Don’t Ever Neglect Your Hobbies

This isn’t necessarily a post aimed at doctoral-level students or those in a physical therapy program. This is aimed at everyone because we all get bogged down by life and neglect the things that bring us true joy. I hardly engaged in my hobbies during the first term of physical therapy school. Part of that was trying to figure out just how much work I actually needed to put into doing well and part of that was also undiagnosed ADHD. The second term I did better, mostly incorporating some reading and Netflix, but I knew I was still neglecting a lot of other things that I love to do. Exercise comes to mind. I was seriously neglecting that. Studying wore me down so much that I didn’t have any energy for a workout when it came time for a break. I also wanted to get back into painting, but having been away from it for several years, I figured it’d be a learning curve that I wouldn’t have any energy for, so I figured it’d be better to wait until the break to get back into it. I also love gaming and mountain biking–and believe it or not, challenging games utilize a lot of mental energy that studying drains. As for mountain biking, my favorite trails are about 40 minutes away, so it’s a battle figuring out if I have any time for it or not.

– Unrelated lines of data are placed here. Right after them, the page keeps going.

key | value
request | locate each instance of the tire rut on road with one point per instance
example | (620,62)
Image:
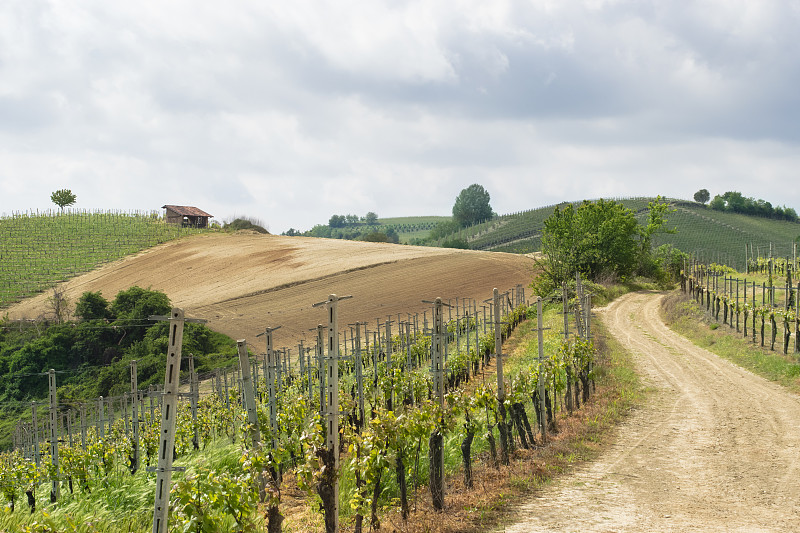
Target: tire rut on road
(714,448)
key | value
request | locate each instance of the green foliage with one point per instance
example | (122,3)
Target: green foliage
(735,202)
(702,196)
(472,206)
(379,236)
(39,250)
(91,306)
(245,224)
(456,242)
(97,351)
(63,198)
(598,238)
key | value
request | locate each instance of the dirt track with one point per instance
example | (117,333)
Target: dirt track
(243,283)
(715,448)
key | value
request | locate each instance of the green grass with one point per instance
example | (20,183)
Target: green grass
(714,236)
(38,250)
(686,317)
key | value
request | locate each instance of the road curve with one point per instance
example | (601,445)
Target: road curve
(714,448)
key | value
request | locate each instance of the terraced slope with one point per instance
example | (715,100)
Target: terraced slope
(712,235)
(243,283)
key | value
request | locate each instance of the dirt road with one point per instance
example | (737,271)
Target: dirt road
(715,448)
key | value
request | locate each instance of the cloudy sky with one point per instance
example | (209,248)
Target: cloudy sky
(293,111)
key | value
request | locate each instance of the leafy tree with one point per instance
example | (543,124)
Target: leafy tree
(443,229)
(656,218)
(92,306)
(472,206)
(63,198)
(717,203)
(702,196)
(596,238)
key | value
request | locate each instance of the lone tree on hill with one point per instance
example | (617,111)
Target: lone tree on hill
(702,196)
(472,206)
(63,198)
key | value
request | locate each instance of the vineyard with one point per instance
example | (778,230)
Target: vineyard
(38,250)
(766,303)
(713,236)
(416,397)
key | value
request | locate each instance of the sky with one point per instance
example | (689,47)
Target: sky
(290,112)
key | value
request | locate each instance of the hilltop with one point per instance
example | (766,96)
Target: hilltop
(713,235)
(242,283)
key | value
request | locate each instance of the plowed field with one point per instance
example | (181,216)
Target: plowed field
(244,283)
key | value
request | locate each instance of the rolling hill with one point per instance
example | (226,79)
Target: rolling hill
(243,283)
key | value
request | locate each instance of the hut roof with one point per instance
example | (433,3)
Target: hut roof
(187,211)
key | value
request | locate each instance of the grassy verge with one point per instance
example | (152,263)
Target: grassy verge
(581,437)
(686,317)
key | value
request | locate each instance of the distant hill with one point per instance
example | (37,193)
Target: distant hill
(712,235)
(40,249)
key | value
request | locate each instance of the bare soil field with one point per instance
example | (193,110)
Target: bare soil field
(244,283)
(715,448)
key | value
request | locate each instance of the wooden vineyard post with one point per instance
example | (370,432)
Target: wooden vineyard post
(308,373)
(55,492)
(565,305)
(540,382)
(321,366)
(328,487)
(169,411)
(270,377)
(359,374)
(101,424)
(83,426)
(35,427)
(194,396)
(248,393)
(134,418)
(250,407)
(436,442)
(501,386)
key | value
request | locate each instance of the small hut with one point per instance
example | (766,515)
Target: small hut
(186,215)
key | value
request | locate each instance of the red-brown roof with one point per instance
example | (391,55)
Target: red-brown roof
(187,211)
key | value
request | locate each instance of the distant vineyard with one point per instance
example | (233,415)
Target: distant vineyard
(712,236)
(401,402)
(38,250)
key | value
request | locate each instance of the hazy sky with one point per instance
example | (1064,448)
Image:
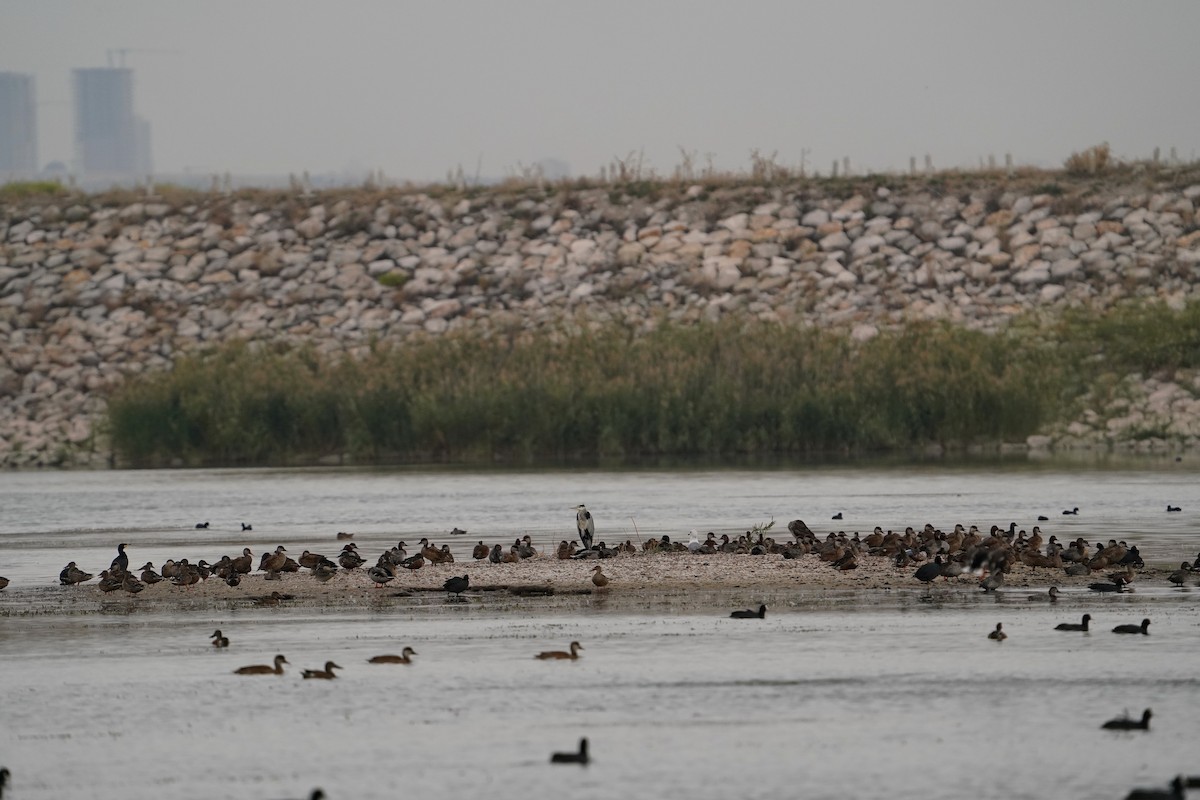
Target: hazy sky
(420,88)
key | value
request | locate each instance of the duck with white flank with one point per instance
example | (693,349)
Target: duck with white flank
(1134,629)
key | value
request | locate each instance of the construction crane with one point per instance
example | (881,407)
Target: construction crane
(121,52)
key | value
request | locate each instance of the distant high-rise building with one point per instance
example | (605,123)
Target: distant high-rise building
(107,133)
(18,126)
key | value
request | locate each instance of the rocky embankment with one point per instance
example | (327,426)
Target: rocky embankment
(94,288)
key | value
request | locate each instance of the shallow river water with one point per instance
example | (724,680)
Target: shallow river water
(861,695)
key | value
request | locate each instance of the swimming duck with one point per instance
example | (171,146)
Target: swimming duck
(263,669)
(323,674)
(1072,626)
(750,614)
(1134,629)
(405,657)
(1126,723)
(573,758)
(121,561)
(71,575)
(547,655)
(456,585)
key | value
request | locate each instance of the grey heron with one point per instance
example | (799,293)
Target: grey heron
(586,525)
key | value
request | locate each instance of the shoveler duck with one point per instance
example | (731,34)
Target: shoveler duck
(580,757)
(573,655)
(405,657)
(263,669)
(323,674)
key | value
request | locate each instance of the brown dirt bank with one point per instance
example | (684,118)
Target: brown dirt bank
(671,583)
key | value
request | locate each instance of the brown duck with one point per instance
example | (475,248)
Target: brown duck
(405,657)
(562,654)
(323,674)
(263,669)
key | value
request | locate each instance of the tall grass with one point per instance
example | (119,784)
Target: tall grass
(730,388)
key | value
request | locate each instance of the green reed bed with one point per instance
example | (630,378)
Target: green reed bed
(706,390)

But it is now my third term, and I am determined to make these hobbies more of a priority. I am on my fourth week of consistent workouts. This is the first week of the term, and I have already done two workouts this week. Tomorrow I plan to do an abdominal workout that totals 24 minutes. My plan is to workout as soon as I get up in order to prevent studying from sapping all of my energy. I will prioritize intensity over duration, using a combination of Fitness Blender on YouTube and other videos I find. Working out also gives me a burst of energy, as does regularly drinking water thanks to a hydration jug I purchased., so I have started a new painting. It’s really just an exercise in gradients and brushwork, but the point is that I started one; I always finish whatever I start. Unfortunately I’ll have to abandon it for the weekend since I’ll be at school for labs. I am also a gamer and am playing Xenoblade Chronicles 1 with the intention of beating it this term.

My hobbies are important to me because 1) they are just plain fun, and 2) they are my way to recharge. Painting provides me a creative outlet that I desperately need, a way to create since it’s hard to find the energy to write a novel (writing a novel isn’t exactly a hobby, not when I’ll be making money from this trilogy). Gaming is really just fun but also allows me to exercise that spatial visual part of my brain. I credit video games for my spatial visualization ability or just my spatial ability in general. The problem solving involved in a lot of the games may be why math was so much easier when I took pre-calculus about two years ago–it’s that sticktuitivism. And I exercise specifically for my health. When I’m of the age where I have to get bone density tests done, I want my numbers to exceed the average. I want to avoid the common age-related pitfalls that can be mitigated with physical activity.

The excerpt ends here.